PREVIEW: Crow Carriage Sonnets by Kristin Garth
Take a peek into sonnets from the upcoming new Crow Carriage series by Kristin Garth. They tell dark tales of fearsome experiments in Victorian England. Witness, if you will, a murder of crows…
Crow Carriage
Once upon wet cobblestone, exploded
oak and child alone, luminosity
of lightning storm, surround a carriage, crow
plumes, cuneiform of confectionery
across its dripping door. Behind, you see,
between top hat, cravat, blush warm cheek
while you will shiver, in the street; you seek
regal beak to touch, sculpture, decomposed
avian. Driver beckons not within
but towards some debris of broken tree
that block their passage. You and he labor then
they drive away. Steal one feather for the
pence unpaid. Passenger turns, stares you down.
All fear Crow Carriage once your corpse is found.
You Belong to a Murder Long Ago
He lives in a locket mother keeps closed
against a similar organ beneath
opera clothes. A brother decomposed
decade ago in gold leaf laurel wreath,
her favorite you know. Her fingers caress
his memory there, in furrow of tit
no longer shared. If the best convalesce
eventually die, the rest, counterfeit,
look towards sky for love even feathered,
feral to feed, a flock on a playground
who recognize need. Wings like the weather
and wet oscillating soul they surround.
In childhood, you chose communion with crows.
You belong to a murder long ago.
Crow Carriage – author notes
Crow Carriage is a dark poetic tale of a terrible nobleman conducting a dark experiment in a village in Victorian England. His character is called The Doctor.

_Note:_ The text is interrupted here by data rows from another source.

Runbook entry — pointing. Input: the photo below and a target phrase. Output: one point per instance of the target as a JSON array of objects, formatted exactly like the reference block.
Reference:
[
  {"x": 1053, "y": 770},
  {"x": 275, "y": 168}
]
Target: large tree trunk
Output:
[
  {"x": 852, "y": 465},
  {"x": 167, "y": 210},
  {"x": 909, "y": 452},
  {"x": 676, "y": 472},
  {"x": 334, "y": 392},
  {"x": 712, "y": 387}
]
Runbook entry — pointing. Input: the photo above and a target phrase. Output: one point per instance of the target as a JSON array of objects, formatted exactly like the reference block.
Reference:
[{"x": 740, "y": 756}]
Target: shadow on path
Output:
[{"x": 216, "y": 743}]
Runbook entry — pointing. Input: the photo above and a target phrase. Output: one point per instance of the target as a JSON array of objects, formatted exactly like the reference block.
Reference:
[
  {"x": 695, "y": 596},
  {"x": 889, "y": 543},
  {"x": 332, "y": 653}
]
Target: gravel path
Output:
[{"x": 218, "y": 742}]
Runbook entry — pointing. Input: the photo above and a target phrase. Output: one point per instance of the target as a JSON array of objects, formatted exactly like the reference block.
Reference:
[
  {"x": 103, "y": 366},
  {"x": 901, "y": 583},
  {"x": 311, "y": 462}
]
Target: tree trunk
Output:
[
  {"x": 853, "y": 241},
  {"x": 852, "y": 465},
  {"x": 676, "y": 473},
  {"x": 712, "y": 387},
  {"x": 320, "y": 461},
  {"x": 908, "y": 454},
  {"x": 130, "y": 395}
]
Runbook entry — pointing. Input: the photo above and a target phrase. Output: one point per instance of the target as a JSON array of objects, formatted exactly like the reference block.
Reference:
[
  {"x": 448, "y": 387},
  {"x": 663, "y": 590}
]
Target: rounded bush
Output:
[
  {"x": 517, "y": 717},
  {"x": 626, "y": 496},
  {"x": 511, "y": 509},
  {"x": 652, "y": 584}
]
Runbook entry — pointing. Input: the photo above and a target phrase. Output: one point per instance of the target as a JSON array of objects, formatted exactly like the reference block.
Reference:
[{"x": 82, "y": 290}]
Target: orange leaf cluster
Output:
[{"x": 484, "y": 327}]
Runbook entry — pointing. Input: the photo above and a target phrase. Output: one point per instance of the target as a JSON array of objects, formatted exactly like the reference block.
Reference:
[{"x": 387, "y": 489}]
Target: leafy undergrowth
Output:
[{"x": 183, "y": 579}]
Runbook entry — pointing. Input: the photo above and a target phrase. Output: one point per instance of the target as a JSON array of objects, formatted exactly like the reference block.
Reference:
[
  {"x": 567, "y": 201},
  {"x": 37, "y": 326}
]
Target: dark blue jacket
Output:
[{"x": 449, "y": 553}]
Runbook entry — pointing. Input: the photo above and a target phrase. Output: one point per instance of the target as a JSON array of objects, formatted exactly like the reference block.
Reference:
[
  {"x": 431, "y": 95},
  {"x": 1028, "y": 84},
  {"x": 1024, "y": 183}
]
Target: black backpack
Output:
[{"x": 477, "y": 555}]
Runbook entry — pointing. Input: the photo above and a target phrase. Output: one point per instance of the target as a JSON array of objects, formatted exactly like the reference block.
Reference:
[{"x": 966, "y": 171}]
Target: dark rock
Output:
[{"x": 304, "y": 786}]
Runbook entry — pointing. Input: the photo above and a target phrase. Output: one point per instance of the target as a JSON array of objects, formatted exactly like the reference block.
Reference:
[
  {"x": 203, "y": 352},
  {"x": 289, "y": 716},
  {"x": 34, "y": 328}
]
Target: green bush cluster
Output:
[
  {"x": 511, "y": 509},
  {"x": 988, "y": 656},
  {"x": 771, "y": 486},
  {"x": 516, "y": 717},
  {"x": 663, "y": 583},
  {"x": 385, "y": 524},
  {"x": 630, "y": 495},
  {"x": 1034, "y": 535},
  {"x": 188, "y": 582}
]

This title poem introduces him and his Crow Carriage, an eerie carriage ornamented with a skeletal bird and covered in crow plumage. No one in town approaches the carriage after one child plucks a feather from it in a lightning storm and is found deceased shortly thereafter. This sonnet Crow Carriage is his story. The second sonnet explains how this character came to belong to a flock of crows, or – apt, in his case – a murder.